In This Housing Fight, It’s Conservative Politicians vs. Conservative Policies

 

Ron DeSantis, governor of Florida. (Source: Flickr/Gage Skidmore.)

There’s a strange battle brewing in Florida. In one corner, a local government is trying to solve a policy problem by deregulating a sector of the economy and allowing free-market solutions to bring more options to consumers. Meanwhile, opponents at the state level assert that only government intervention and business incentives will address the issue. 

It sounds like a classic standoff in American politics between free-market conservatism and government-centric liberalism. So why is the conservative Republican governor of Florida, Ron DeSantis, suing the municipality to reverse these new policies? 

Welcome to the tangled, confusing world of housing politics. 

In this case, the city council of Gainesville, home to the main campus of the University of Florida, voted to eliminate single-family zoning.
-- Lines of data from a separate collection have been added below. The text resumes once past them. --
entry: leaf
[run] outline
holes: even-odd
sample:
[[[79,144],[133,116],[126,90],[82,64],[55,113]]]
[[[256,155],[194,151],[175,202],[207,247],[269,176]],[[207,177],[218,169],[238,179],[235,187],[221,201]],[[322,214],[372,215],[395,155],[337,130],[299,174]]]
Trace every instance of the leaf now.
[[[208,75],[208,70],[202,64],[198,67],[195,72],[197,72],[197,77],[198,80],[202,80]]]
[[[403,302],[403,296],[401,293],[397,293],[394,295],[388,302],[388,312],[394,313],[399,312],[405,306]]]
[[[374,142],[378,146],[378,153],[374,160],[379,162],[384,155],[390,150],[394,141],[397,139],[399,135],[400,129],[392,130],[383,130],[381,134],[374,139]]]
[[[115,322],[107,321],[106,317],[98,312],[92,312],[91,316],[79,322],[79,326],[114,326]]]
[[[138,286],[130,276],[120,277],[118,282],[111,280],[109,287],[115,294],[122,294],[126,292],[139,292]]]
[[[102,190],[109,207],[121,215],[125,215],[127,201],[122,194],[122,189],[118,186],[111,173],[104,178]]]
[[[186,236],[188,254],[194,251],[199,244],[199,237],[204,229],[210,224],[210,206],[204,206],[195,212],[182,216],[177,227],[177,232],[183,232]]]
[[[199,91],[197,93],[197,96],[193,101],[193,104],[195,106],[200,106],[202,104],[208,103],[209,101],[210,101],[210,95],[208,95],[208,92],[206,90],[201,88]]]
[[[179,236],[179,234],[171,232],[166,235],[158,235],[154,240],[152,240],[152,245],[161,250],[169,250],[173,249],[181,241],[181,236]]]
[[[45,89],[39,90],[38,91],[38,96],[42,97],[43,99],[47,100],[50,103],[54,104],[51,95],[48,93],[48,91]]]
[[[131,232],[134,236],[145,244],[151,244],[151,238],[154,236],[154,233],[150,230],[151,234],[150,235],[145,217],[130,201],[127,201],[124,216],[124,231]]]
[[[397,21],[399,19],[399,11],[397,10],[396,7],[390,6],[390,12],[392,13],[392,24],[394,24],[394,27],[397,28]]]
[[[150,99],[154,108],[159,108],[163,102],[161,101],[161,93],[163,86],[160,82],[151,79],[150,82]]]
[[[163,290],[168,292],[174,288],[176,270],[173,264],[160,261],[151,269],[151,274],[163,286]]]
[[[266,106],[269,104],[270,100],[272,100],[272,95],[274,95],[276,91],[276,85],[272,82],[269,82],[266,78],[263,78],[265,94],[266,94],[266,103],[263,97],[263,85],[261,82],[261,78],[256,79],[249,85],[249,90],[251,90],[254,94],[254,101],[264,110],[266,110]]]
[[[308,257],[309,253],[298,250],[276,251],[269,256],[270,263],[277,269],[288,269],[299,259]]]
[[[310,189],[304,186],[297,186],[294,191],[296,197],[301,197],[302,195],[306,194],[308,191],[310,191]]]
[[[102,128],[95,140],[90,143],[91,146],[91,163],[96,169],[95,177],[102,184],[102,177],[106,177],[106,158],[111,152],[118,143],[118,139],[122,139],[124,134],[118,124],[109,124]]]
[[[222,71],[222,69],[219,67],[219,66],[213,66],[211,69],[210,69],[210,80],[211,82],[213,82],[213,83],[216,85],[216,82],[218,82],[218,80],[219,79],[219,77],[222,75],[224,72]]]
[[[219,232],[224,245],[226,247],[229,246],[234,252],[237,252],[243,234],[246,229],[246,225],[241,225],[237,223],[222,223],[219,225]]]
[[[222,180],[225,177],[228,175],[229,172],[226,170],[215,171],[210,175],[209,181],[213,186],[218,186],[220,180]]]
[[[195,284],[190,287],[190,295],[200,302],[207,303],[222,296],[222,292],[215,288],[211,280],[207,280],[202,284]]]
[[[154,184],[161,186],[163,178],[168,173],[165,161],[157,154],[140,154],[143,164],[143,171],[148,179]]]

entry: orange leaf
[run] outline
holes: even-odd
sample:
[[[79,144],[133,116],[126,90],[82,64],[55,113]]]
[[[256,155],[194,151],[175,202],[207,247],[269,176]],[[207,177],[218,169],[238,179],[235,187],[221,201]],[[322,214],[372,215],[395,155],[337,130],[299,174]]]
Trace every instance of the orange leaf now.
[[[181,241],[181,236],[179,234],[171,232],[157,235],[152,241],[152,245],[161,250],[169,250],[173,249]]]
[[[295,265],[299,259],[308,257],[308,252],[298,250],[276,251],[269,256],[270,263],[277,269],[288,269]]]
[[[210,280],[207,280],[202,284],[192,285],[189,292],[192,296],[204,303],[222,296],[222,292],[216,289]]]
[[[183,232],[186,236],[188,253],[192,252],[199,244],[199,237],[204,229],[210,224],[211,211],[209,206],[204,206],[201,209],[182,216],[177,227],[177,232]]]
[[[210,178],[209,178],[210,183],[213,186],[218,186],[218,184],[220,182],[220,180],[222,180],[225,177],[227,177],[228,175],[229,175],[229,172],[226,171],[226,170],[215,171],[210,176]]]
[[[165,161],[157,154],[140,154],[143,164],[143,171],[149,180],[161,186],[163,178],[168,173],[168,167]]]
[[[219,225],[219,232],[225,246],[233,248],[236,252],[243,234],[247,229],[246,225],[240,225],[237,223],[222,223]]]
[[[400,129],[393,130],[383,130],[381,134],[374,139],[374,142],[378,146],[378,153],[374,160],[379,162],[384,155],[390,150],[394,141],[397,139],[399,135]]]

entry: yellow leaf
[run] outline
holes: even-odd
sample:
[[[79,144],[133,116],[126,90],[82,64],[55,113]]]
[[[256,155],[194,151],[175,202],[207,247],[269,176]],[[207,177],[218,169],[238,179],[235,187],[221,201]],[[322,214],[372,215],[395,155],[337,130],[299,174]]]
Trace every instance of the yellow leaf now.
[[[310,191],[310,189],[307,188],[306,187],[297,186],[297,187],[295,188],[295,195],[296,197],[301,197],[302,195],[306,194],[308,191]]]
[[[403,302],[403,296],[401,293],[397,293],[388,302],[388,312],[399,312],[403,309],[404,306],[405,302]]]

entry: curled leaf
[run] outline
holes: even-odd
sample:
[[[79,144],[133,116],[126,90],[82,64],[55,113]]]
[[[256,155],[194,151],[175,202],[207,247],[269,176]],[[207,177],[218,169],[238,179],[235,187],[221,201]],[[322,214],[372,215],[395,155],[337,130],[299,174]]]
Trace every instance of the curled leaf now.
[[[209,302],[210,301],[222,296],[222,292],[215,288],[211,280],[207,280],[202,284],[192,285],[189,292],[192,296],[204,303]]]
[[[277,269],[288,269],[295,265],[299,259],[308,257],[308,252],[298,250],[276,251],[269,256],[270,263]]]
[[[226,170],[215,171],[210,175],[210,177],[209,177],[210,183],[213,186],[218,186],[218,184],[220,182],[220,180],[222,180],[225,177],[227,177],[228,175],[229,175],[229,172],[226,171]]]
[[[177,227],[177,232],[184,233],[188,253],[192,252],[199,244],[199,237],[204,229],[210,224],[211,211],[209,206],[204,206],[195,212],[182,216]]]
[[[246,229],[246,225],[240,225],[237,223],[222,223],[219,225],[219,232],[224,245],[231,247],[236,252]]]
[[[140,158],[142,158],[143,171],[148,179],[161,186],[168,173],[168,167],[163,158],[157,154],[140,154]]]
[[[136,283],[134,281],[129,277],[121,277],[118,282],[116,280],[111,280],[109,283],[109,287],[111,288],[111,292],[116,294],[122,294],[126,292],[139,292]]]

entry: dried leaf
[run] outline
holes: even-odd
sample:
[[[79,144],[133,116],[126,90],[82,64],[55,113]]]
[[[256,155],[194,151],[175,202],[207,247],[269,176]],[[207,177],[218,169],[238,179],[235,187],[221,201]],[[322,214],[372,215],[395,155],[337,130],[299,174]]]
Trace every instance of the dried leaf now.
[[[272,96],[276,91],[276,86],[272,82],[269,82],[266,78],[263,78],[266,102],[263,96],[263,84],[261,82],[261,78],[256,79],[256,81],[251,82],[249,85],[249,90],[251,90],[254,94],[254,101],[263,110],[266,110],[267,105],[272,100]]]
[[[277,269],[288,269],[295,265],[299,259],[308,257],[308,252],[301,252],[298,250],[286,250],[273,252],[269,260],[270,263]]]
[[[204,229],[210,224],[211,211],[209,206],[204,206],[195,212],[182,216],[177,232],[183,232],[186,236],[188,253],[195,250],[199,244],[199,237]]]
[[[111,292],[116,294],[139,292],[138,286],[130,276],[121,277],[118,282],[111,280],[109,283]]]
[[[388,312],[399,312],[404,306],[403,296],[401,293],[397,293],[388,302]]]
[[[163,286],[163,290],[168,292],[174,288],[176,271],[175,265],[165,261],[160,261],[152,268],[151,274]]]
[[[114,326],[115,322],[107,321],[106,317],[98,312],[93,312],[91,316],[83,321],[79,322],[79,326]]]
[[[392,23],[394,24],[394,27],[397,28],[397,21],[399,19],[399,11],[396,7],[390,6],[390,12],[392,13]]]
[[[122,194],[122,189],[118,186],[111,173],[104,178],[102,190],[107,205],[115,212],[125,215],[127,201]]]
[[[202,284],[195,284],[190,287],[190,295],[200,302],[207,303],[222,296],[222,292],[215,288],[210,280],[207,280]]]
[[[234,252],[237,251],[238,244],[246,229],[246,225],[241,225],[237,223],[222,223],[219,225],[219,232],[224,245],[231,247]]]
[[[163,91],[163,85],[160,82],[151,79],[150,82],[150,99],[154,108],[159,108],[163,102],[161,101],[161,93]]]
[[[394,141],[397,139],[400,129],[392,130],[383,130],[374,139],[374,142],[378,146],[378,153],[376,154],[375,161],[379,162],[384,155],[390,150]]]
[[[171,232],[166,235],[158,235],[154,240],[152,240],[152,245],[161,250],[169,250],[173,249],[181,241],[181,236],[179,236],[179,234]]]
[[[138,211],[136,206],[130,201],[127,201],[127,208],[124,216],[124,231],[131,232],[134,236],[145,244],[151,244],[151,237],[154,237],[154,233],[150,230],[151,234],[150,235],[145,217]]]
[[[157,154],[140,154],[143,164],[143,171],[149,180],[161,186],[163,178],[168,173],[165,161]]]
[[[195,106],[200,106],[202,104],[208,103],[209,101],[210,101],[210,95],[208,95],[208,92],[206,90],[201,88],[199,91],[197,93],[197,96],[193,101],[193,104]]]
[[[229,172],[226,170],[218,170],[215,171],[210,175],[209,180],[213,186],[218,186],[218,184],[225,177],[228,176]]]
Its stated goal is that by allowing homeowners and developers to build a variety of housing types, including accessory dwelling units and multiplex apartments, buyers and renters will find more affordable options. 

This approach is gaining traction nationwide, with the states of California, Oregon, and Maine, and the city of Minneapolis, among many others, eliminating single-family zoning, parking minimums, and other restrictive rules to encourage development of a wider range of missing-middle housing. 

Strong Towns strongly supports these efforts: The organization urges that every neighborhood in America be zoned to allow the next increment of development, according to Editor-in-Chief Daniel Herriges. “In the late 20th century, many American cities adopted a really unprecedented and, we now know, destructive experiment,” says Herriges. “We began to place our neighborhoods under glass, using local regulations to prohibit the creation of additional housing even in places where demand is intense. This has resulted in cascading consequences, from housing unaffordability and the displacement of people from cities and neighborhoods, to the loss of local economic dynamism and opportunities to build wealth. It’s an issue that should unite people on the political left and right.”

Seen through the prism of traditional politics, the Florida case is baffling. In its court filing on behalf of the DeSantis Administration, the Florida Department of Economic Opportunity is seeking to reverse Gainesville’s land-use changes. Its main argument is that affordable housing is a state interest and Gainesville’s actions threaten it. To make this argument requires rejection of some bedrock conservative principles—local control, deregulation, and free-market solutions. 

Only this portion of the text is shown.